Ina Fried

Recent Posts by Ina Fried

How T-Mobile Has Been Getting Itself Ready for the iPhone

T-Mobile USA has long been on the sidelines of the iPhone revolution, but the carrier is working hard to change that.

Until very recently, T-Mobile had very little shot at being able to carry the iPhone. Although it uses the same type of network technology as AT&T, it uses a different band of spectrum for its higher-speed data network.

That has meant that one of two things would have had to happen in order for there to be a T-Mobile-capable iPhone. Either Apple would have to build in support for T-Mobile’s unique spectrum band, or else T-Mobile would have to rework its entire network to carry data over a more iPhone-friendly piece of spectrum.

For much of the past year, T-Mobile has been doing the latter. Several cities are already up and running, with T-Mobile promising even more progress by the end of the year.

Merrill Lynch said this week that the T-Mobile will be taking things a whole lot further with plans to finally start selling the Apple phone.

Without the iPhone, T-Mobile has been bleeding contract customers. In the past two years, not only have Verizon and Sprint started carrying the iPhone, but also a variety of regional and prepaid carriers, as well, leaving T-Mobile (and merger partner MetroPCS) among the few major carriers without an iPhone to sell.

T-Mobile has been careful not to say that it is getting the iPhone, only that it would like to sell Apple’s phone. However, it would certainly help the company justify the big network switchover if it wasn’t relegated to convincing customers to bring their own iPhone.

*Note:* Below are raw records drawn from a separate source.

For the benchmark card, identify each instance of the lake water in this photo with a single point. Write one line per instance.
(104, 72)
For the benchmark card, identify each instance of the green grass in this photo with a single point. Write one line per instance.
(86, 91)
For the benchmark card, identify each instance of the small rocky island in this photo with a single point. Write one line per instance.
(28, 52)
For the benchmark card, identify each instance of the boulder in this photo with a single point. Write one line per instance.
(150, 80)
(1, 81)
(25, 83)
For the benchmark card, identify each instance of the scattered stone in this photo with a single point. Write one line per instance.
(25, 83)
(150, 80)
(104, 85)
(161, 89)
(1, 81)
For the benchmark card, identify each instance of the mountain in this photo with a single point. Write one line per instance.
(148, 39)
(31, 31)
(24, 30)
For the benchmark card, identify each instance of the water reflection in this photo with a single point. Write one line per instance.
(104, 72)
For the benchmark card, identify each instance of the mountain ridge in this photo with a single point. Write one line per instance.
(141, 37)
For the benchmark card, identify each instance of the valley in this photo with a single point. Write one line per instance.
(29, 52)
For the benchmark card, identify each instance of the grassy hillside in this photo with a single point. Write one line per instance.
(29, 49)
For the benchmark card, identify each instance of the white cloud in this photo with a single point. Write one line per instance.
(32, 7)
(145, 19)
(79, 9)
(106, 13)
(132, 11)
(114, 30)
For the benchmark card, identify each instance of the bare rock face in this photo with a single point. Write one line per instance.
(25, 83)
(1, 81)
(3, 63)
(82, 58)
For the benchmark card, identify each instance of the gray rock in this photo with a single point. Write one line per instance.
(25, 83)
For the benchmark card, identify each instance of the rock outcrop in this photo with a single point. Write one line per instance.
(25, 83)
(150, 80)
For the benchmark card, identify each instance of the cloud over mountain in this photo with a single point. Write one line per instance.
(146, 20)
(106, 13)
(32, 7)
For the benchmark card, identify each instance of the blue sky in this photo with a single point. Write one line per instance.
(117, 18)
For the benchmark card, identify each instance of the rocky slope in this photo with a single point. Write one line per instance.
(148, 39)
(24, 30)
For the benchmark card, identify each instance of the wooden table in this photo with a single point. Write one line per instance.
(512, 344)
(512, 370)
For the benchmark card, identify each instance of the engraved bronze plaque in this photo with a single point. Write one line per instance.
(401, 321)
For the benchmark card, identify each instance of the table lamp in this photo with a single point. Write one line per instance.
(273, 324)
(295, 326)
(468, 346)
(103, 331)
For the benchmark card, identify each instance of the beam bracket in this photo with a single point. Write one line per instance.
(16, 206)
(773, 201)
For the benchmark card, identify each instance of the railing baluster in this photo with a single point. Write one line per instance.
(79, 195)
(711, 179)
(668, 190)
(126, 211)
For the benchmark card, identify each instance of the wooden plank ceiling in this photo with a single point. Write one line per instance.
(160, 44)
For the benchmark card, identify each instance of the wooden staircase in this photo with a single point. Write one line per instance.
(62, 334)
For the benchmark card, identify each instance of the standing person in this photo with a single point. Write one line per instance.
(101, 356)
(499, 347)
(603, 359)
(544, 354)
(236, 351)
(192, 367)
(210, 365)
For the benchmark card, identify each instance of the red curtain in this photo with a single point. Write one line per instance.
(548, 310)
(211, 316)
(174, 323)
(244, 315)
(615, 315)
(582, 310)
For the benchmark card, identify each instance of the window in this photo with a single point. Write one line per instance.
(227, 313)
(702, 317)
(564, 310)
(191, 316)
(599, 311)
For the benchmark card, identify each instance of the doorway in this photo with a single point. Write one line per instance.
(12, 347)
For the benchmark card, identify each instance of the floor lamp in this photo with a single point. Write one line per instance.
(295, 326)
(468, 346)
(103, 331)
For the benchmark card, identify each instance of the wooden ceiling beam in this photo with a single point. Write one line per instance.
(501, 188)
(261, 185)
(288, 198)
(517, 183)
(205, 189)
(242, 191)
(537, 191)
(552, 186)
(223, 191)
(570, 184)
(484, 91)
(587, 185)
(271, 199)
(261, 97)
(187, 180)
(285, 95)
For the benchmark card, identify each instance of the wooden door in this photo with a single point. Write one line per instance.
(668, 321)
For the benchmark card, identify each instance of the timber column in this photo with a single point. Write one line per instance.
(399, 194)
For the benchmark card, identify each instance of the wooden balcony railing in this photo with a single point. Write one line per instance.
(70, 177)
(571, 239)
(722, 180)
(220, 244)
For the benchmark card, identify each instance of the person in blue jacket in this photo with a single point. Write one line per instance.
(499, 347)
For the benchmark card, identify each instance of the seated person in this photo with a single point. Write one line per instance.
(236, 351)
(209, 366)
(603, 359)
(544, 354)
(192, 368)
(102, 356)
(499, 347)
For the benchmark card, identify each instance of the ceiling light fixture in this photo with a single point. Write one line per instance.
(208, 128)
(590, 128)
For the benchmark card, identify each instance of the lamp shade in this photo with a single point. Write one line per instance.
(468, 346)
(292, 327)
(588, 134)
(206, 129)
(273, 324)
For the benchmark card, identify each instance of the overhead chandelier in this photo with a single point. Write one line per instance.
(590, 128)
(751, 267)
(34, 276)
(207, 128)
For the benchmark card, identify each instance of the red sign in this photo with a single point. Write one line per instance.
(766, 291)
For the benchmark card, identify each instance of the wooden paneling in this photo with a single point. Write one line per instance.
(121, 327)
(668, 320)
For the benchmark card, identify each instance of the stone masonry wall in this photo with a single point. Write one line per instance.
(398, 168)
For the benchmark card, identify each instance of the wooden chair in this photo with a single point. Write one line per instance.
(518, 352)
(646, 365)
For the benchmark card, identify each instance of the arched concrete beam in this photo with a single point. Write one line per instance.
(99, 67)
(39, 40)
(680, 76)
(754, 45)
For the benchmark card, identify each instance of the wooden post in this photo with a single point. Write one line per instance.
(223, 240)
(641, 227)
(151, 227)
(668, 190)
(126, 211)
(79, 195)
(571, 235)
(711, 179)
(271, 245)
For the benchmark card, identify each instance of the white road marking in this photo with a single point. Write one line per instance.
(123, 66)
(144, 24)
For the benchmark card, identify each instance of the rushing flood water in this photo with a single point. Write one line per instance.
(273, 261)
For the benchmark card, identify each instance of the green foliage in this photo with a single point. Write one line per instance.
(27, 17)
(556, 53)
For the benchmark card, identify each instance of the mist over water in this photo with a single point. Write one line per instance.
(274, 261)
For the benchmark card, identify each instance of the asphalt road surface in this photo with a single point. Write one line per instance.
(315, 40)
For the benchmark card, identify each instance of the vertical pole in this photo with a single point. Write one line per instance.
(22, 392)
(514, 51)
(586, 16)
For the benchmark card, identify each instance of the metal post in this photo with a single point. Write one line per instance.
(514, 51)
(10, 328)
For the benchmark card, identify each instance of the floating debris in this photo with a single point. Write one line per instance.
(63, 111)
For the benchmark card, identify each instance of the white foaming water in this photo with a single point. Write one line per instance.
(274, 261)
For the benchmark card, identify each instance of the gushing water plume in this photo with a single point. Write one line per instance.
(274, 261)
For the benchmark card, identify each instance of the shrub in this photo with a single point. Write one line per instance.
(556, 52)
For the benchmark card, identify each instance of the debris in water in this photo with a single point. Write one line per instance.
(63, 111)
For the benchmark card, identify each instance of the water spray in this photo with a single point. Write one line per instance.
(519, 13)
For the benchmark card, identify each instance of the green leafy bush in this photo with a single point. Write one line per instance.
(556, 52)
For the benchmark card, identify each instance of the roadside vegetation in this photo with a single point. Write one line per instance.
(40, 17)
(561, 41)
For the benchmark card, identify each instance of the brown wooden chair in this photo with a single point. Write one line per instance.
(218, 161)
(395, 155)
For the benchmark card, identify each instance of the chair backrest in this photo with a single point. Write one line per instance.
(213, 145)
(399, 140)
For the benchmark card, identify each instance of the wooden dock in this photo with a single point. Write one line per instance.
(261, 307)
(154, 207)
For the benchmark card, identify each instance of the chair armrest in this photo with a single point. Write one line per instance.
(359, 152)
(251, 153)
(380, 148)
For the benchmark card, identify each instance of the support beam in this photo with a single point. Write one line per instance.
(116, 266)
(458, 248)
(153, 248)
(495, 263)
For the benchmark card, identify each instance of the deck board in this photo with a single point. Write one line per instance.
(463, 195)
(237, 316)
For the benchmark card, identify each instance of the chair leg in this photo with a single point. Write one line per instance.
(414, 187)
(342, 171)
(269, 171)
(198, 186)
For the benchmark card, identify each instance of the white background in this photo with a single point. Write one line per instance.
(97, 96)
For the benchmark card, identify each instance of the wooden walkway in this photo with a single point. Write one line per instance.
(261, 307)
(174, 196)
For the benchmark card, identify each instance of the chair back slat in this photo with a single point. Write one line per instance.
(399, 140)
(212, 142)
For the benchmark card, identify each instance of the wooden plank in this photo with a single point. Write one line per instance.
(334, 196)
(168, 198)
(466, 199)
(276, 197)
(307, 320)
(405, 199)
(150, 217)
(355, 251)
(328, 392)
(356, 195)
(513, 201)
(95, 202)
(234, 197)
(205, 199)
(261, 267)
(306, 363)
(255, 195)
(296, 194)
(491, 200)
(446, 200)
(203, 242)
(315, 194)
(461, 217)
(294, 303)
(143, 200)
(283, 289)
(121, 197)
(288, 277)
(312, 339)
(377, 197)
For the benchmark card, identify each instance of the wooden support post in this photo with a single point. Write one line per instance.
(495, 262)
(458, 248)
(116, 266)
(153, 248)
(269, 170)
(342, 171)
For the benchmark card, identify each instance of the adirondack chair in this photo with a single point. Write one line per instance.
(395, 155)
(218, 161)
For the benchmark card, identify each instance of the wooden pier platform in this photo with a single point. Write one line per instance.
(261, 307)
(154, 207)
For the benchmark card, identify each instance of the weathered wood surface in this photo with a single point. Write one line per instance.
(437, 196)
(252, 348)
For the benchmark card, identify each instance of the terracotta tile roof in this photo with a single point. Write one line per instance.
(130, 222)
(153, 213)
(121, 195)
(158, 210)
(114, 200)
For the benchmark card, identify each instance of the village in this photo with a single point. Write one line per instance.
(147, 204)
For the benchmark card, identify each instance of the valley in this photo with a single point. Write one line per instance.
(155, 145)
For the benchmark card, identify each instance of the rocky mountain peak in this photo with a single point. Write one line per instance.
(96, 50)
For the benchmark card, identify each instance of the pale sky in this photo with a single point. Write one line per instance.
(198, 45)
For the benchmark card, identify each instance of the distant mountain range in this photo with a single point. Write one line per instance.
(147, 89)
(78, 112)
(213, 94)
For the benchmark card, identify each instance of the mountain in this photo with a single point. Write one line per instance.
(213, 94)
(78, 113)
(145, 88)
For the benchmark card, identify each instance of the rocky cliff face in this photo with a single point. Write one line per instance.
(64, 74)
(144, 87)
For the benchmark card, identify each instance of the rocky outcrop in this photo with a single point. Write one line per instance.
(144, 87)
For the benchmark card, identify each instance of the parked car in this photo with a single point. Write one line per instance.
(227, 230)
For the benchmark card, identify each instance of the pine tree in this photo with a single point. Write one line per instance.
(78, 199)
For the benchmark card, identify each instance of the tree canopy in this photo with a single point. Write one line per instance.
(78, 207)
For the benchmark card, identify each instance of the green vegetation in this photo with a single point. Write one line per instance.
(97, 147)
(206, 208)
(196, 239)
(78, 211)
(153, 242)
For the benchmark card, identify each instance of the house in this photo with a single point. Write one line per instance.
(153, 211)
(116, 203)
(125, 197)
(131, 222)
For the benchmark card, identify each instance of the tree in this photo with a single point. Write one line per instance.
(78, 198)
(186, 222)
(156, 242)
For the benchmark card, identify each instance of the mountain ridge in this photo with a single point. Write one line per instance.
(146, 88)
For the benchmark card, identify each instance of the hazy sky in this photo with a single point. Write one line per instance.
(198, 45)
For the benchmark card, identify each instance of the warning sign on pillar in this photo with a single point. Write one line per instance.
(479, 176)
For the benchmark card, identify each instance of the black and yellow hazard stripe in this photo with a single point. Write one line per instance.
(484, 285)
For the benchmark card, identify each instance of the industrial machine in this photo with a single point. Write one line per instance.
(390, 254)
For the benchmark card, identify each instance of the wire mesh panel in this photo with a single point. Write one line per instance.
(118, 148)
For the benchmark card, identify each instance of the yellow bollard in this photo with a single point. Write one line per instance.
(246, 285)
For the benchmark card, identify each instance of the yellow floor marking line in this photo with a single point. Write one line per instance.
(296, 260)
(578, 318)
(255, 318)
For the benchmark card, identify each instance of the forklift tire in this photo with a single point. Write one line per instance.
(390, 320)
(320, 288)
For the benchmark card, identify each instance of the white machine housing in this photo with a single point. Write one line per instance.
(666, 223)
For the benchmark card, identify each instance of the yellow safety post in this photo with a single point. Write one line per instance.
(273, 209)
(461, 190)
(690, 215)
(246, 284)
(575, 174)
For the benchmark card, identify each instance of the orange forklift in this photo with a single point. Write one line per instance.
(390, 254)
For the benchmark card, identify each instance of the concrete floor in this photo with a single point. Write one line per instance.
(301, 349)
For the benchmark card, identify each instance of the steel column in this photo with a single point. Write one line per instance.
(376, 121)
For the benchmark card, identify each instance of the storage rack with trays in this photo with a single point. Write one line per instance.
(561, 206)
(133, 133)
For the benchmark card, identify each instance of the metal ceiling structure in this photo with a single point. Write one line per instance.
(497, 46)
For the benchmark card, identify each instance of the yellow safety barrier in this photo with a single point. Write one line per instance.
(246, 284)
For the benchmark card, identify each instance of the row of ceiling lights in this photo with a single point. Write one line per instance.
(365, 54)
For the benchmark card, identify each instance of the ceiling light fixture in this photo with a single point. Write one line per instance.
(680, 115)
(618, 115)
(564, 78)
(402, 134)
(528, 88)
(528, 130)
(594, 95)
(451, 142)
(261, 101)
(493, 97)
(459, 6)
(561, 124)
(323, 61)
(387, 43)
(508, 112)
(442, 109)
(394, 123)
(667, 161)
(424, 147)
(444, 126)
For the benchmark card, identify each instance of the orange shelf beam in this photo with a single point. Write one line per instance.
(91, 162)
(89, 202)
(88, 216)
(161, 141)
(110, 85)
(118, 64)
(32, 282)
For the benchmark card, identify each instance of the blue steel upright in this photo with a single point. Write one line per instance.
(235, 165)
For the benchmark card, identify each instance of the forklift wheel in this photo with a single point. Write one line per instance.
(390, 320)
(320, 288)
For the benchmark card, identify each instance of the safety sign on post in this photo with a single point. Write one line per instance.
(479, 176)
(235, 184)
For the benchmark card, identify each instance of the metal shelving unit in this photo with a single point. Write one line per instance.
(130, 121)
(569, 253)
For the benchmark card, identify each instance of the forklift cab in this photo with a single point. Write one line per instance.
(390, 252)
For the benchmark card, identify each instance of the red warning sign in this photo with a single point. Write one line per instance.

Though it has never had an iPhone of its own, T-Mobile has long let customers bring their own device. Even before its effort to enable high-speed data for the iPhone, T-Mobile had more than one million iPhones running on its network.

Now, as the company prepares to spend billions on an LTE network and gobble up MetroPCS, it arguably needs Apple now more than ever. And, typically, a relationship with Apple doesn’t come cheap. Companies have to spend a pretty penny on each device and, at least in the case of Sprint, agree to hefty commitments that make the iPhone an expensive, if much-needed, device.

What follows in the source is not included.